Final CD in the set is “The Division Bell”. This sees the band come full circle and the Waters-less Floyd work in a similar fashion as to the way they used to : as musicians in a room, jamming out ideas. As a result, “The Division Bell” is not only a classic return to form in every respect, but sounds for the first time in two decades, like the work of a band pulling and working together. The material is excellent, and far removed from the usual bluff and fluff one would expect of a bunch of millionaries on the verge of retirement. There’s no filler, no padding, no duffers on this record, but a collection of finely crafted, artistically worthy material that stands the equal of anything they did in their heyday., proving once and for all, that unlike many of their contemporaries of the time, the Floyd never had a truly barren patch, but remained artistically worthwhile and vibrant throughout all their incarnations.

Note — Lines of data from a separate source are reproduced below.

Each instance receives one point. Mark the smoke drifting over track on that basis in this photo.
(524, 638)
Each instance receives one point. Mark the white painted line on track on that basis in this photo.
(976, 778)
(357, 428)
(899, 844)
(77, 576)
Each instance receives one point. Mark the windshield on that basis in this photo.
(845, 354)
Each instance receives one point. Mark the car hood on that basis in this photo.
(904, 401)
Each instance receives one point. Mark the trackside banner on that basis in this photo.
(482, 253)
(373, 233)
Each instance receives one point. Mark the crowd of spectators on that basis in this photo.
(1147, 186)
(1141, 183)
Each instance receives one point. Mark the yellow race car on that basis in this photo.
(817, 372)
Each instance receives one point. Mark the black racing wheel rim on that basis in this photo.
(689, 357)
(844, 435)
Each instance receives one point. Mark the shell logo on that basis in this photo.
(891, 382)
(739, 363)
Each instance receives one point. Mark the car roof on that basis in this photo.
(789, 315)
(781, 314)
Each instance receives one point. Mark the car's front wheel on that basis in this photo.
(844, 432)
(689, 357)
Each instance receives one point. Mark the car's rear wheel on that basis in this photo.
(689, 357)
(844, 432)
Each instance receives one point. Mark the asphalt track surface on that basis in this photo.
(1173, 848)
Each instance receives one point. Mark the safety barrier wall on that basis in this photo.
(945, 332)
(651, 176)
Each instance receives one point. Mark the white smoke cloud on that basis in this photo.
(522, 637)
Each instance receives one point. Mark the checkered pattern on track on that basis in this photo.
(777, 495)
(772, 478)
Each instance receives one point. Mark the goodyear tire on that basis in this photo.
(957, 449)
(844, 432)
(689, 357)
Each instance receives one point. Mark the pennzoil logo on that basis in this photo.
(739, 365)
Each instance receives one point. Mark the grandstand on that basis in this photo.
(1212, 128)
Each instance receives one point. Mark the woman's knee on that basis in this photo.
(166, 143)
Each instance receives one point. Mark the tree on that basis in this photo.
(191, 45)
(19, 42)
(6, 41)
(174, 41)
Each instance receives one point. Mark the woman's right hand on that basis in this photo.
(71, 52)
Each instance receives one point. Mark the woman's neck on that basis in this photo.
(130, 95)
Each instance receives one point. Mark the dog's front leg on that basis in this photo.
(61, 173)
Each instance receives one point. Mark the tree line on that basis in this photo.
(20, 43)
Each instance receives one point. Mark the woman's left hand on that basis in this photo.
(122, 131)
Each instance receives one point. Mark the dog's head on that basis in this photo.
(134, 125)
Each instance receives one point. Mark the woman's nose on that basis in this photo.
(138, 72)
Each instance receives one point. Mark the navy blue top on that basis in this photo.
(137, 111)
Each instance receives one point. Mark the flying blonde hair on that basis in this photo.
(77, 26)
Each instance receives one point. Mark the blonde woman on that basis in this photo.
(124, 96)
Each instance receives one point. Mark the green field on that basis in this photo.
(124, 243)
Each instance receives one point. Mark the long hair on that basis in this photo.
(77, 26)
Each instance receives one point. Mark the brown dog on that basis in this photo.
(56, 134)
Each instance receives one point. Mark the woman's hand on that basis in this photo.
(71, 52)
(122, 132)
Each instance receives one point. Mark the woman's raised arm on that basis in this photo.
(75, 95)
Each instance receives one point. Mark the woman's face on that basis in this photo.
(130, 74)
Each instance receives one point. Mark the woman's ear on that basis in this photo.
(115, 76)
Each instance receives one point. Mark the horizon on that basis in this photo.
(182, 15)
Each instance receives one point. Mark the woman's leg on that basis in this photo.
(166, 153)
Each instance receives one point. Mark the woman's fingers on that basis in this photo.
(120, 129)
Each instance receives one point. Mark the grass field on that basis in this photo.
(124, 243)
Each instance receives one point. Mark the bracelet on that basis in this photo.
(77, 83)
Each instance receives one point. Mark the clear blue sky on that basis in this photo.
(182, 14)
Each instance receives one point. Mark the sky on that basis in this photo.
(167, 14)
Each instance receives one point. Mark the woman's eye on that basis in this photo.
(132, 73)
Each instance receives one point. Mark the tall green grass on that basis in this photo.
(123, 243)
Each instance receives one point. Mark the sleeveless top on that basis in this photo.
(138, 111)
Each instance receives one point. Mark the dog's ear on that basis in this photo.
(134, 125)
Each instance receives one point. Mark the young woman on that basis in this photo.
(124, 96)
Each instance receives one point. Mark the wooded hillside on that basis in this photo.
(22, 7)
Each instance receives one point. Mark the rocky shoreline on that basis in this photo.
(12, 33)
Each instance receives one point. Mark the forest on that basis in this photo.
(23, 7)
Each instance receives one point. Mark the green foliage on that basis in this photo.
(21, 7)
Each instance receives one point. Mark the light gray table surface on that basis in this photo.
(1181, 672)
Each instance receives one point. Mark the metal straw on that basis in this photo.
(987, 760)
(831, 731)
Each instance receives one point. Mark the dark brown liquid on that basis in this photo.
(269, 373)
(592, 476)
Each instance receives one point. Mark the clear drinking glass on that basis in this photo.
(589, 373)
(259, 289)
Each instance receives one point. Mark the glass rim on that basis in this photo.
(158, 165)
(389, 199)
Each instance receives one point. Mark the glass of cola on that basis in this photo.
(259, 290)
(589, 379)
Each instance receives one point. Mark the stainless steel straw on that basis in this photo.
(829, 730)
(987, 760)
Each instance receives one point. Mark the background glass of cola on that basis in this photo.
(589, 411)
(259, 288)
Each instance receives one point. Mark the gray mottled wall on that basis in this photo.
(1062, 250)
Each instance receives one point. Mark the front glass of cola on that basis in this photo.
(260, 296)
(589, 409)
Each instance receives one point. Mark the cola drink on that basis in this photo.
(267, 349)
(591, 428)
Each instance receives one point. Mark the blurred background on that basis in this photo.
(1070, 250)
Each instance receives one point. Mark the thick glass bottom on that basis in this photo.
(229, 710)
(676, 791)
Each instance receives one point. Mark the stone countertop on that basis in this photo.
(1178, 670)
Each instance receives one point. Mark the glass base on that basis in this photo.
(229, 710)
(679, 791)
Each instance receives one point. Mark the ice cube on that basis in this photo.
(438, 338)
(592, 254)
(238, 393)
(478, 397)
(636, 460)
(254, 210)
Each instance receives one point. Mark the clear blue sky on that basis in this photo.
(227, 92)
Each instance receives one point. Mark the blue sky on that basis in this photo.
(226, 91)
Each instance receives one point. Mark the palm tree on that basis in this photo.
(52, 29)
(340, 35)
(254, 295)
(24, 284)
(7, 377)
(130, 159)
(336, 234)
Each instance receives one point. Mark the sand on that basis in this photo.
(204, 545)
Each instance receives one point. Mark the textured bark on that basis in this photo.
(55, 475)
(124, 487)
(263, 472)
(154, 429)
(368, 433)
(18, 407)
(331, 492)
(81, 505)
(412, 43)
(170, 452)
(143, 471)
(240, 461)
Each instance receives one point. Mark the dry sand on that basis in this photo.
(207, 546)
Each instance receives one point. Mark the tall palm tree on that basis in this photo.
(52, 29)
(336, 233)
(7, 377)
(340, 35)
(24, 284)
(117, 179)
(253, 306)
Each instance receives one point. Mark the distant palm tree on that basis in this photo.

One could argue endlessly about the existence of this box set, about the absence of unreleased or rare material - for few bands discographies is as complicated as the Floyd  -who have managed to secrete an enormous amount of rare material on compilation records, on dead formats, hidden only on soundtrack albums and VHS tapes, about the long overdue DVD releases of “Delicate Sound Of Thunder” and “La Carrera Panamerica”, about the still-hidden-in-the-vaults Wall concert film, about the absence of any of the vast amount of much bootlegged unreleased stuff, the missing and cancelled-before-release “Top Gear BBC Sessions” album, the numerous unreleased live recordings, about the lack of any definitive DVD documentary or DVD of the legion of promotional films and television appearances.. And given the length of that sentence alone I think it’s fairly clear what the bands fans would rather have instead of this box set. In some respects, I am glad that the original mooted documentary DVD with the set - presumably the one broadcast on the BBC a few weeks ago - was dropped as this means that any Pink Floyd completist need not buy it.

However, my simple advice to anyone is - if you have all or most of the Floyds work already don’t buy this. If you want all their work, this is simply the best, cheapest and quicket way to get it all. If you like what is here, don’t forget to buy “Relics” and the live albums at a later date - if your wallet can stand it.